|Invited talk||:||"Querying Linguistic Databases"|
Department of Computer Science, University of Melbourne,Australia &
Linguistic Data Consortium, University of Pennsylvania,USA.
Linguistic research and language technology depend on annotated
databases of text and speech. These databases are growing in size and
complexity to the point where many curation and analysis tasks have
become extremely onerous. Special-purpose scripts and query systems
clearly do not scale. Relational database technologies offer the
required scalability, but for a data model that is unsuited to
linguistic representations. Accordingly we turn to XML, whose ordered
tree model and associated language, XPath, are natural choices for
storing and querying linguistic data. We augment XPath with several
expressive features required for linguistic queries, and show how the
extended langauge can be translated into well-understood database
languages, permitting us to derive expressiveness and efficiency
properties. Experiments demonstrate that the query system is
significantly faster than other linguistic query systems for a wide
range of queries. We conclude with some case studies which show how
we can replace existing special-purpose scripts and query systems with
our new system, for expressive and efficient linguistic database
curation and analysis.
For speaker details, please visit the below link http://www.ldc.upenn.edu/sb
|Invited talk||:||"The Empirical Revolution in Natural Language Processing"|
|Speakers||:||Lucy Vanderwende and Arul Menezes, Microsoft Research, Microsoft Corporation, USA|
The past decade has witnessed a revolutionary shift in the methods that are used in Natural Language Processing (NLP)

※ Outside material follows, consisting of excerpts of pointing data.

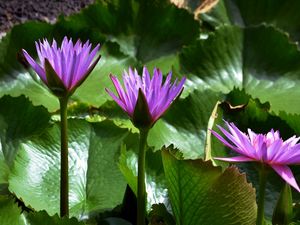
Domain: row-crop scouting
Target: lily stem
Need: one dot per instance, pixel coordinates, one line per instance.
(261, 195)
(141, 195)
(64, 166)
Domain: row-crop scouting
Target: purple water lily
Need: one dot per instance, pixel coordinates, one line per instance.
(70, 64)
(267, 148)
(157, 94)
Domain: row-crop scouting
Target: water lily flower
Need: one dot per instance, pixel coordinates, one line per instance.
(63, 68)
(144, 99)
(154, 95)
(268, 149)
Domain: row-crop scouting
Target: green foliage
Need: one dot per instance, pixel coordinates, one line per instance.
(202, 194)
(244, 69)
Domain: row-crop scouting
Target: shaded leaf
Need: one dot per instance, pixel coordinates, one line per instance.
(202, 194)
(95, 181)
(261, 60)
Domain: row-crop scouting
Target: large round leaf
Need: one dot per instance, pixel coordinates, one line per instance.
(202, 194)
(10, 213)
(282, 14)
(184, 124)
(155, 180)
(132, 31)
(248, 113)
(260, 60)
(95, 181)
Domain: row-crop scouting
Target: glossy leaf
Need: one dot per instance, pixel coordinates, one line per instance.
(38, 218)
(155, 180)
(10, 213)
(132, 33)
(96, 183)
(202, 194)
(282, 14)
(261, 60)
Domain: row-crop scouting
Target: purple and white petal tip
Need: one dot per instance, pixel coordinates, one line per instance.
(159, 95)
(268, 149)
(71, 62)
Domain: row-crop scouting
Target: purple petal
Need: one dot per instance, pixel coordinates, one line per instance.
(235, 159)
(286, 174)
(117, 100)
(37, 68)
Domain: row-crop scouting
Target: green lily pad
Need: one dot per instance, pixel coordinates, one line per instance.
(96, 183)
(201, 193)
(10, 213)
(282, 14)
(261, 60)
(38, 218)
(133, 35)
(155, 180)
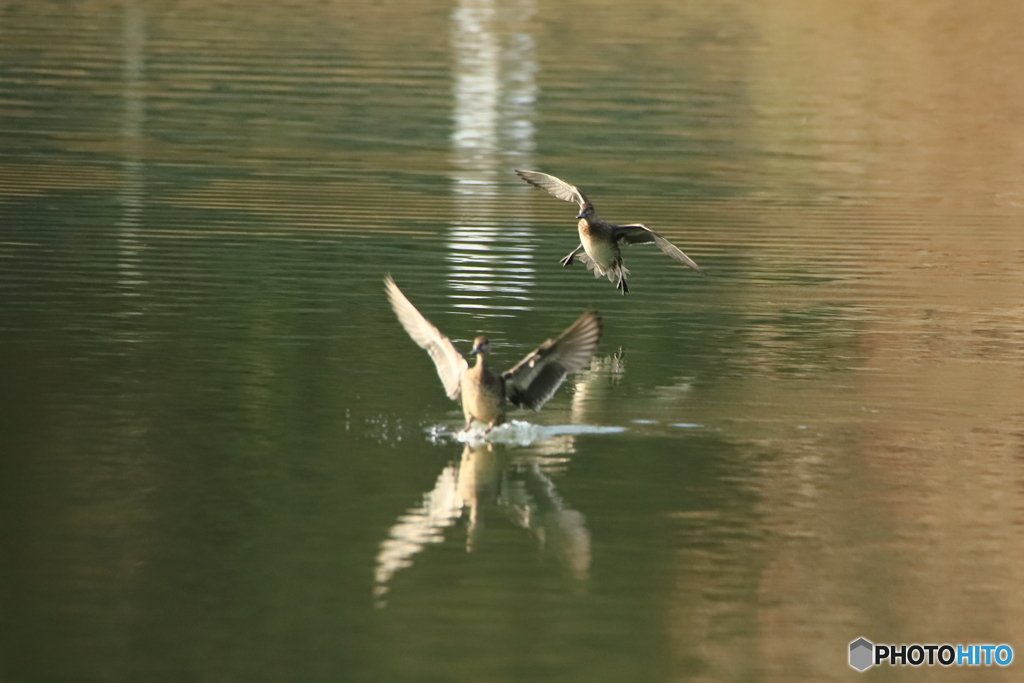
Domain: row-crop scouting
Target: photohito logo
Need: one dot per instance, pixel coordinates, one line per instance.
(864, 653)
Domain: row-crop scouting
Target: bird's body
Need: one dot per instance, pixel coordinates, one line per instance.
(482, 392)
(600, 241)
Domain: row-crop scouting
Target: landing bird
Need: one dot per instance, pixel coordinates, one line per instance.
(599, 241)
(529, 384)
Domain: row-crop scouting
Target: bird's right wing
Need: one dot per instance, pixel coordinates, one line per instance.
(450, 363)
(555, 186)
(637, 233)
(535, 379)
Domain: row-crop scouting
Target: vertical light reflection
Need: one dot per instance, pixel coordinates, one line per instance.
(129, 247)
(492, 252)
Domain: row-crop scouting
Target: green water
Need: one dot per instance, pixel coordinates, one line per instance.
(221, 458)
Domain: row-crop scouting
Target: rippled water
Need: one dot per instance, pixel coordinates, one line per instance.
(222, 458)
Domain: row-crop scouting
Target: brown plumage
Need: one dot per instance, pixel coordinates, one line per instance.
(600, 241)
(482, 392)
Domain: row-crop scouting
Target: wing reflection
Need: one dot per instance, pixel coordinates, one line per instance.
(488, 479)
(595, 384)
(495, 97)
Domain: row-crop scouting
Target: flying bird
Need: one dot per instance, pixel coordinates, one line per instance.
(600, 241)
(483, 393)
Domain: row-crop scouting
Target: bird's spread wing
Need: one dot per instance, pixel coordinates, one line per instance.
(637, 233)
(450, 363)
(536, 378)
(555, 186)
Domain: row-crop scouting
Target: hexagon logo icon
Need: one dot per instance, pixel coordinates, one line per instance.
(861, 653)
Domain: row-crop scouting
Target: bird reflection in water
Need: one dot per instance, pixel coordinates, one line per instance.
(488, 480)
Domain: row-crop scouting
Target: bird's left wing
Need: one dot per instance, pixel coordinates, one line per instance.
(556, 186)
(637, 233)
(535, 379)
(450, 363)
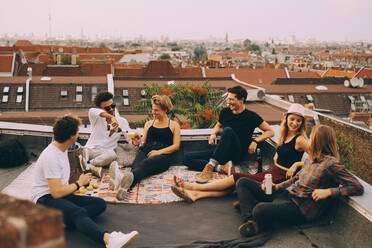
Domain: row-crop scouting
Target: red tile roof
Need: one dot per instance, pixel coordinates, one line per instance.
(22, 43)
(37, 116)
(6, 62)
(159, 68)
(56, 80)
(338, 73)
(310, 74)
(365, 73)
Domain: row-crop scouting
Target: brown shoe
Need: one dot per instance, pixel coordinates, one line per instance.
(97, 171)
(248, 228)
(206, 175)
(236, 205)
(227, 168)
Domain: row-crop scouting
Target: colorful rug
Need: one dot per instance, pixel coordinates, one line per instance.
(153, 190)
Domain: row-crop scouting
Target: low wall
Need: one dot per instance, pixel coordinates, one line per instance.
(24, 224)
(361, 141)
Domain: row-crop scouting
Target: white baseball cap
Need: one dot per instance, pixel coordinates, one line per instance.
(297, 109)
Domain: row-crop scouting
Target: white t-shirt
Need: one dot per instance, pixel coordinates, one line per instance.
(51, 164)
(99, 138)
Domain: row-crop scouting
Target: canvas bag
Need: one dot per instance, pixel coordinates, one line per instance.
(126, 153)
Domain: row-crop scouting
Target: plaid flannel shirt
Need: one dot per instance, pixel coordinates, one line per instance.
(328, 173)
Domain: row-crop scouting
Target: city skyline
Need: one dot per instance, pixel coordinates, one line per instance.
(327, 20)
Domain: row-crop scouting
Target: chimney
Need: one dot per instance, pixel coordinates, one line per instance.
(28, 81)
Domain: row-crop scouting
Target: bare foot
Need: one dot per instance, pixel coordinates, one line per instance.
(184, 194)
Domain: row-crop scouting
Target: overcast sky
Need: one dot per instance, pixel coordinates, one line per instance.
(328, 20)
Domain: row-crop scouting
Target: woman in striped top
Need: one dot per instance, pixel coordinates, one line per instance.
(304, 197)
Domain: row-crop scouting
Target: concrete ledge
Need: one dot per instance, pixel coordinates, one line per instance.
(25, 224)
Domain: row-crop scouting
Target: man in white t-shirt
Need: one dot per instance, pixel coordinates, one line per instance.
(51, 187)
(107, 126)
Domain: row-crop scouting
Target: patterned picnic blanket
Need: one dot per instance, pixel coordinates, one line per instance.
(153, 190)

from heuristic to empirical algorithms. While heuristic algorithms encode our introspective knowledge of the language
phenomena, the scope and complexity of language is such that, given data, learning algorithms have the potential to
capture a much more robust and complete picture of language than is feasible for a human. In this talk we examine common
pitfalls in the transition from the heuristic to the empirical approach, illustrated by our own experience at Microsoft
Data is paramount to an empirical program, and the quality and quantity of the data will determine the success of the NLP system. When creating corpora, the annotation level and guidelines should be carefully considered, to ensure that they embody the linguistic analysis that best serves the community, and that internal consistency, i.e. a high degree inter-annotator agreement, can be achieved. A central question before the community here is to discuss what type of analysis best suits for natural language processing of Indian languages, be it a constituency-level of analysis as for English, or a dependency analysis as for Japanese, or a different structure altogether.
The effort of developing annotated data for new areas of study in NLP, and of developing resources for languages that have not been studied previously, has often been considered time-consuming. However, current research shows that useful components can be built with astonishingly small amounts of annotated data. Furthermore, once the corpus exists, systems can be quickly trained to reproduce the level of annotation. These systems improve as researchers gain more insight into the linguistic phenomena being modeled. Furthermore the corpus provides lasting value as it is reused over time as more advanced training methods are developed.
Competitive evaluations can play a key role in accelerating the pace of NLP research. Progress is measured by evaluation of linguistic components or end-to-end systems. A shared task and evaluation metric can create a research community that shares a common goal and methodology and speaks a common language, enabling easier exchange of ideas between research groups. A credible automatic metric must be shown to have good correlation with human evaluations and with a real world task. We illustrate this by contrasting the experience of MT and summarization evaluations. Ideally, the evaluation method should be automatic, so that it can be used during system development.
The NLP group in Microsoft Research has experience with developing heuristic components, but now works primarily with empirical algorithms. To motivate this shift, we will describe our efforts in Machine Translation (MT), focusing on the advantages and short-comings of the heuristic, empirical, and hybrid approaches to MT, emphasizing the role that data availability and evaluation methodology have played in this transition. We will also describe our recent efforts in creating a hybrid approach to Textual Entailment, an area of study that has a long history, but which is now a new sub-area in the field of Computational Linguistics.For speaker details, please visit the link http://research.microsoft.com/~lucyv
|Invited talk||:||"Large Vocabulary Speech Recognition"|
|Speaker||:||S. Umesh, IIT Kanpur, India|
In this talk, I will present the current state-of-the-art in transcribing continuous speech from any speaker. Current large vocabulary continuous speech recognition (LVCSR) systems have a vocabulary of around 60,000 words and they are speaker-independent, i.e. they can handle speech from any speaker. Further, they can recognise continuous speech, i.e. natural speech without any artificial pauses between words. In contrast to LVCSR, commercially available speech recognition software are typically for a single/few speakers (after suitable training) and have a smaller vocabulary and further require good microphones for good recognition performance. On the other hand, LVCSR systems handle speech from many different speakers, different channels and environmental noise. Using the Cambridge University's Broadcast News Evaluation (CU-BNE) system as an example I will describe the various modules in a LVCSR system and the recent trends and practices in the building of such a system. The Broadcast News Evaluation task involves the transcription of news broadcasts from many American TV and radio shows, and for this task the CU-BNE system has consistently outperformed other systems from different laboratories and universities from around the world.